Feck off GE...." and eyes
Feck off GE...." and eyes opportunities"....you are nothing but a bunch of parasites. Not that the banks are any better. This BS is a measure of how bloody sick this ponzi economy really is.
It is the fact that the economy to date has been mismanaged by successive idiots in the Beehive..to reach this point where without credit stimulus, it cannot even fake progress. The peasants have to be conned into using expensive credit on a daily basis, milked of what pissant spare cash they might have, otherwise the whole stinking corruption would come to gut spewing halt.
Pure Poetry Wolly. The bit
Pure Poetry Wolly. The bit about "manufacturing financial services around groceries....."got me.
So what's the plan here? Get your sorry arse into hock with GE to buy the groceries?
It's a great system
It's a great system Kiwidave...best bit is knowing the RBNZ and the govt will always be there to help you milk the peasants. Let's hear it for GE and who wants a knighthood at new years then?
Those dirty commie
Those dirty commie "egalitarian" socialists tried to kill our Honours and Titles, but the heroic Capitalists saved the day!
A message word game for
A message word game for GE:
Make a sentence out of the following:
off piss rapacious friend fair weather bastards
GE is in the category of
GE is in the category of predatory Loan Sharks.
They charge around 27% Interest on their wicked GE Cards ("Interest-Free" - Yeah Right).
They refuse to send monthly statements to Personal Loan (21.95% Interest) holders. (This is so they can a) Save money b) Not get information to customers so they are more likely to default thus creating more money-making opps.
Setup Call Centres overseas with non-English speaking people - thus causing more obsfucation... keep the suckers at bay ....

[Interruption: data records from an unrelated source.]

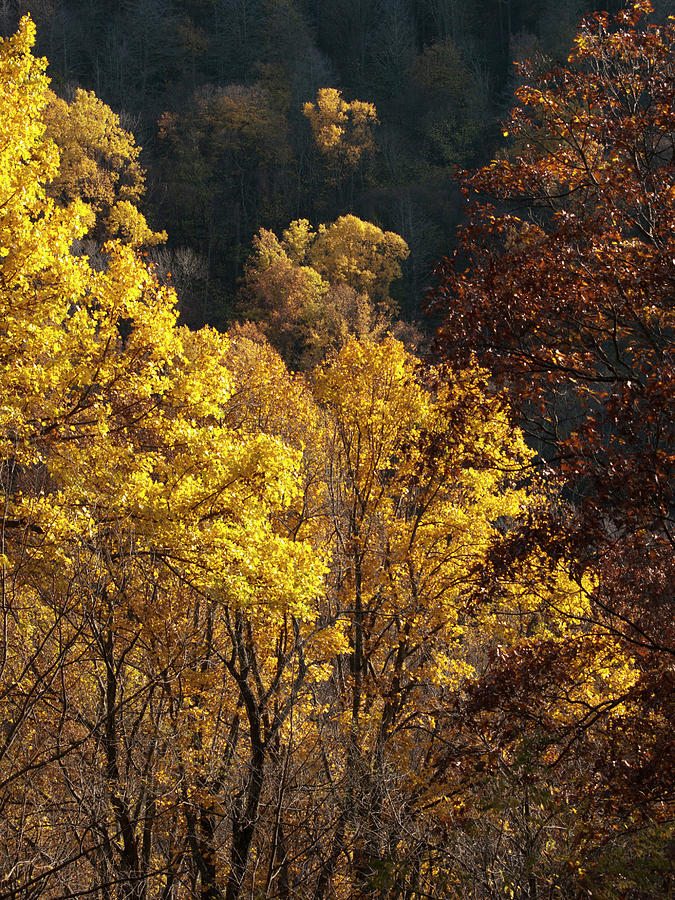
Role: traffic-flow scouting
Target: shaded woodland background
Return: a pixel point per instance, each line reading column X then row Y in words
column 234, row 74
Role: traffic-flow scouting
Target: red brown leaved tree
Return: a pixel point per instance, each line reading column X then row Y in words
column 564, row 286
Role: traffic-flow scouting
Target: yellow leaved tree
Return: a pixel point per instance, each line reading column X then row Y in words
column 310, row 291
column 99, row 163
column 140, row 558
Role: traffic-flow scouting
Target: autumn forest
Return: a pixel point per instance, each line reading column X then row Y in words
column 336, row 418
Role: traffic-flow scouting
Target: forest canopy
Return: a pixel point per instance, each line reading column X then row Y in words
column 292, row 610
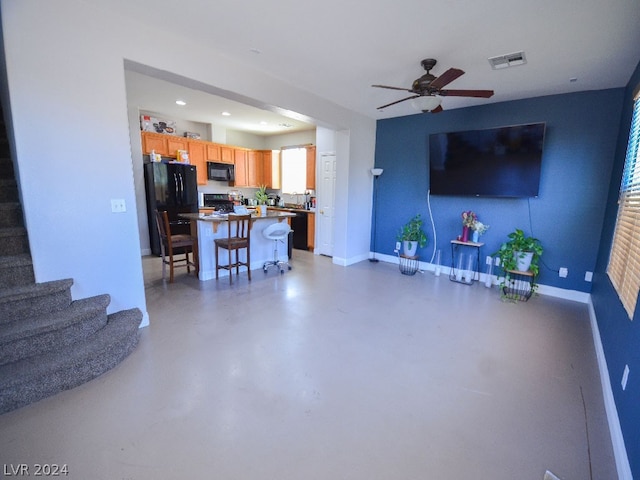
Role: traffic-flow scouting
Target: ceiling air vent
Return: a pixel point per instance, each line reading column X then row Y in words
column 508, row 60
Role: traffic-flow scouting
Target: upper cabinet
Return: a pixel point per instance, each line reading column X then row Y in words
column 241, row 169
column 253, row 168
column 227, row 154
column 271, row 169
column 198, row 157
column 213, row 152
column 165, row 145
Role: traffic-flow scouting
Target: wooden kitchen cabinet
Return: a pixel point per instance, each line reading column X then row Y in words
column 271, row 170
column 165, row 145
column 227, row 154
column 156, row 142
column 255, row 168
column 174, row 144
column 311, row 168
column 197, row 157
column 213, row 152
column 241, row 170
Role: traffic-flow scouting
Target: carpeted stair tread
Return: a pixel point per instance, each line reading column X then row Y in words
column 13, row 241
column 12, row 231
column 15, row 260
column 34, row 299
column 36, row 335
column 35, row 378
column 16, row 270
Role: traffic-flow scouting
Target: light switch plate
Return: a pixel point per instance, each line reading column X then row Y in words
column 118, row 205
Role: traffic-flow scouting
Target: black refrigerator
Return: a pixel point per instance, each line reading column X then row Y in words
column 172, row 187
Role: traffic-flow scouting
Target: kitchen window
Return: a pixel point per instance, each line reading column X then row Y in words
column 624, row 260
column 294, row 170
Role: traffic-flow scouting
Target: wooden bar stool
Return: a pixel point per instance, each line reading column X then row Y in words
column 238, row 237
column 173, row 245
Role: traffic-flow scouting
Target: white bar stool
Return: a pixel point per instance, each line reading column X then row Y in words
column 278, row 232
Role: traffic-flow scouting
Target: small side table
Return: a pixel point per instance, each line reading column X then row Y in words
column 458, row 275
column 519, row 286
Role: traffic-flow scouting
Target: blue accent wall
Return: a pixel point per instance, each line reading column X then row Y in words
column 567, row 216
column 620, row 336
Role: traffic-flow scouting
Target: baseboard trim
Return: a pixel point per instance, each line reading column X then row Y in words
column 617, row 440
column 573, row 295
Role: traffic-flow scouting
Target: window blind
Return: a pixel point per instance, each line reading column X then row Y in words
column 624, row 259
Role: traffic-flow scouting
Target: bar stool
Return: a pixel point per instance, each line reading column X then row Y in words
column 173, row 245
column 277, row 232
column 238, row 237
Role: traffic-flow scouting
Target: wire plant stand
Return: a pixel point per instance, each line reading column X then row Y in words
column 408, row 265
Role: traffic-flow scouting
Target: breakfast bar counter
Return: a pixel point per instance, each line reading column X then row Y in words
column 205, row 228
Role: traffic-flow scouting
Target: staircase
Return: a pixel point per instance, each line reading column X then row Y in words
column 48, row 342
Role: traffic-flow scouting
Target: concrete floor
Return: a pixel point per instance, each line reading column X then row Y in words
column 327, row 373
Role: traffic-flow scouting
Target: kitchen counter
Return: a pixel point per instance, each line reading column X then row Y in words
column 205, row 228
column 292, row 209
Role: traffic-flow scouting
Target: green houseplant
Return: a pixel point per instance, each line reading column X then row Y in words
column 261, row 195
column 520, row 253
column 262, row 198
column 412, row 235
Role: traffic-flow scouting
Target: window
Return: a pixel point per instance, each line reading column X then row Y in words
column 624, row 262
column 294, row 170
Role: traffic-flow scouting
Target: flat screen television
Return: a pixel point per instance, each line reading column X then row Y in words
column 494, row 162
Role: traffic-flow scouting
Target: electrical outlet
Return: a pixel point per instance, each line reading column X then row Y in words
column 625, row 377
column 118, row 205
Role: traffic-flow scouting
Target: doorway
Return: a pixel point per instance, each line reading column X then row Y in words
column 325, row 210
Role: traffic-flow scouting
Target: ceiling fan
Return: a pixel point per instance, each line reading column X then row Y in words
column 430, row 86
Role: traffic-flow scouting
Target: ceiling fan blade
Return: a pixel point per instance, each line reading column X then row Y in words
column 398, row 101
column 466, row 93
column 446, row 78
column 392, row 88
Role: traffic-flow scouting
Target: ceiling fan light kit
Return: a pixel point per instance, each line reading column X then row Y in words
column 426, row 104
column 428, row 89
column 508, row 60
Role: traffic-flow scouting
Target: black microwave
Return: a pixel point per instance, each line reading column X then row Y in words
column 220, row 171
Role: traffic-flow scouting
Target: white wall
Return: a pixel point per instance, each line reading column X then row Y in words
column 67, row 91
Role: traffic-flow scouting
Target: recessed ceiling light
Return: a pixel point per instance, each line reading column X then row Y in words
column 508, row 60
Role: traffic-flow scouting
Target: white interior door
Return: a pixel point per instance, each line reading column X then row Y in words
column 325, row 210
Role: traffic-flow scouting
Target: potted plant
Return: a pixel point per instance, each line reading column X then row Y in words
column 262, row 198
column 520, row 253
column 412, row 236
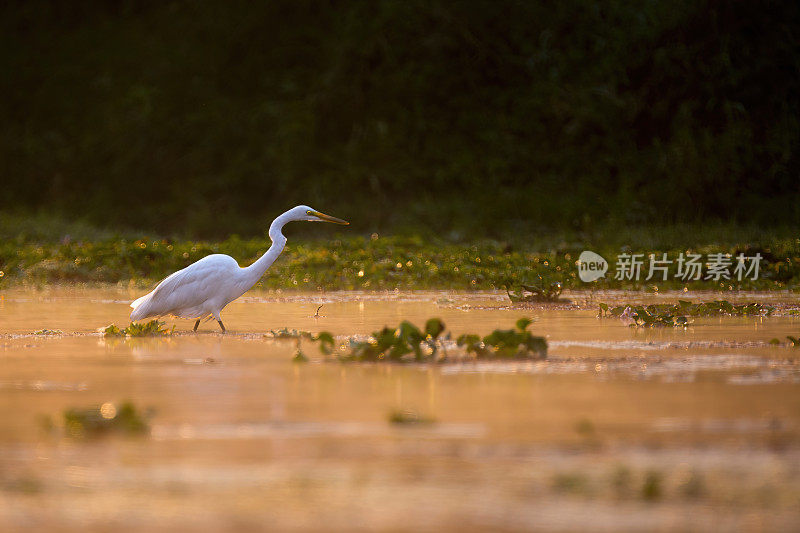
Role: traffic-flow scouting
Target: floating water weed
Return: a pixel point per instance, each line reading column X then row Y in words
column 105, row 419
column 651, row 488
column 154, row 328
column 409, row 417
column 676, row 315
column 517, row 343
column 48, row 332
column 288, row 334
column 543, row 292
column 408, row 343
column 404, row 343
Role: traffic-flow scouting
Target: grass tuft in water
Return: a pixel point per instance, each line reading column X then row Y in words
column 408, row 343
column 48, row 332
column 517, row 343
column 154, row 328
column 539, row 292
column 288, row 334
column 409, row 417
column 109, row 418
column 677, row 315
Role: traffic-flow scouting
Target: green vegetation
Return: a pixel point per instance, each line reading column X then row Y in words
column 108, row 418
column 153, row 328
column 378, row 263
column 288, row 334
column 402, row 344
column 543, row 292
column 408, row 343
column 652, row 488
column 48, row 332
column 676, row 315
column 408, row 417
column 478, row 117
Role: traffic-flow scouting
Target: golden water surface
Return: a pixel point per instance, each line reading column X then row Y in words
column 620, row 429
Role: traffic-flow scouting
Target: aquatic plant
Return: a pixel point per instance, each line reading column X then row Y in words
column 409, row 417
column 153, row 328
column 404, row 343
column 676, row 315
column 542, row 292
column 652, row 485
column 288, row 334
column 408, row 343
column 360, row 263
column 517, row 343
column 108, row 418
column 48, row 332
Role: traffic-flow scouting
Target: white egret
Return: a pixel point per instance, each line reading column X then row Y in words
column 205, row 287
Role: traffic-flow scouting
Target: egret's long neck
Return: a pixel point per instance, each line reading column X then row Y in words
column 254, row 272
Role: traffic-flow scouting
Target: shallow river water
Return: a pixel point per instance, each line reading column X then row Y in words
column 619, row 429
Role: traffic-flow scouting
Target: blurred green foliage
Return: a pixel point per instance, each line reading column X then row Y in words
column 676, row 315
column 481, row 118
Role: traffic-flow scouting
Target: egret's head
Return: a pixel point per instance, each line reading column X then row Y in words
column 303, row 212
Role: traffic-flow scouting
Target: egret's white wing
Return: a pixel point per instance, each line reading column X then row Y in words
column 186, row 293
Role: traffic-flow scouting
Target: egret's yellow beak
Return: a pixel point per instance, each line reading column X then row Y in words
column 328, row 218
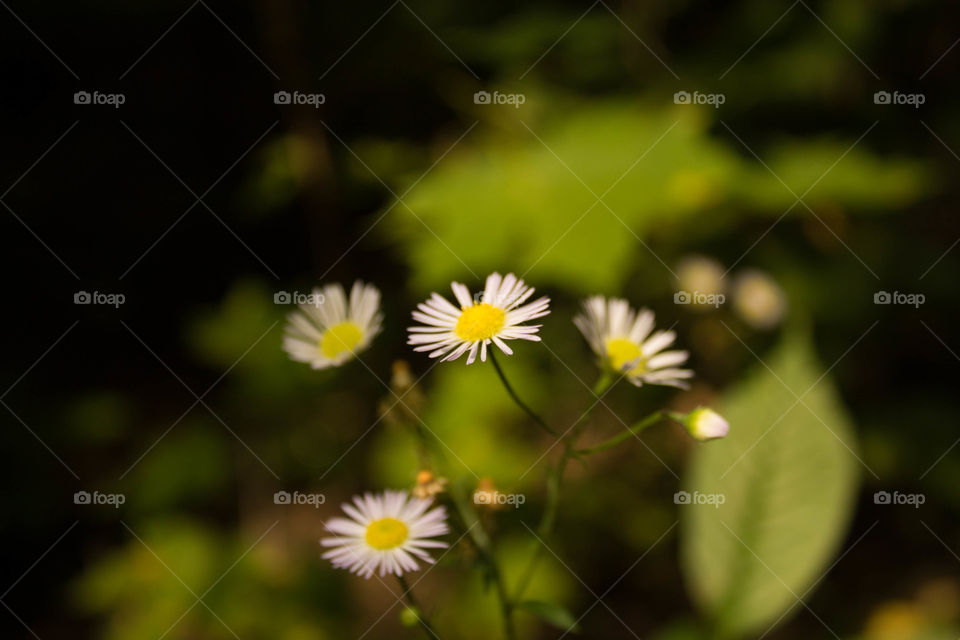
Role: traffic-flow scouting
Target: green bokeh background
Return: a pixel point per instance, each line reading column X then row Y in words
column 598, row 183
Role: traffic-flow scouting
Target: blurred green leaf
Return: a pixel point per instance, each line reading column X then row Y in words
column 788, row 473
column 551, row 613
column 524, row 197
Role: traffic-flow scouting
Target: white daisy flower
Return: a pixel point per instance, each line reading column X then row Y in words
column 622, row 338
column 386, row 532
column 495, row 316
column 328, row 329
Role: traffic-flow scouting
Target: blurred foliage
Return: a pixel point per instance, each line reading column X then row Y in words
column 787, row 472
column 526, row 198
column 518, row 192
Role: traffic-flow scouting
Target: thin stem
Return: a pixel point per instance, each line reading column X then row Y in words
column 513, row 394
column 554, row 480
column 482, row 541
column 421, row 616
column 650, row 420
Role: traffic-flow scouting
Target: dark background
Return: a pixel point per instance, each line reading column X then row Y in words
column 88, row 190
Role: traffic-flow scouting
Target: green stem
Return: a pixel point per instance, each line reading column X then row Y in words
column 421, row 616
column 653, row 418
column 484, row 547
column 513, row 394
column 554, row 480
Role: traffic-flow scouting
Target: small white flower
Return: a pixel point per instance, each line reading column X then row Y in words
column 386, row 532
column 706, row 424
column 494, row 317
column 622, row 338
column 329, row 330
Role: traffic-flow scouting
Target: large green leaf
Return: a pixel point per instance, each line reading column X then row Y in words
column 787, row 472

Advice to NZ-ers: Keep away from GE - You will pay double interest on all financial products - you will kept at bay by foreign call centres ...
You may not be happy, but
You may not be happy, but under section 18 (2) (b) of the Credit Contracts and Consumer Finance Act 2003, it is only every 6 months maximum that they must tell you. Also look at section 21.
These guys need to be treated
These guys need to be treated with the same contempt they show the NZ public. Have a look atheir web site today www.gemoney.co.nz and see the section headed Christchurch Earthquake. Their response is as follows;
GE Money and AMS are committed to assisting our valued customers who have been impacted by the earthquake that hit Christchurch on Saturday 4 September.
If you've been affected and require assistance or have any questions regarding your account, please call 0800 288 656.
If you can't dial the 0800 number, please call 09 375 0859 or email hardship.nz@ge.com.
Or alternatively visit NZ Federation of Family Budgeting Services for budgeting advice.
No donation announcements and all they are offering is to send a hardship request to them or visit the budgeting service!
Thats great advice and signs of caring, I think not! Sums them up well!
still p..sed off. I read GE
still p..sed off. I read GE actually donated $100,000 to the earthquake appeal. Obviously not advertising on their website.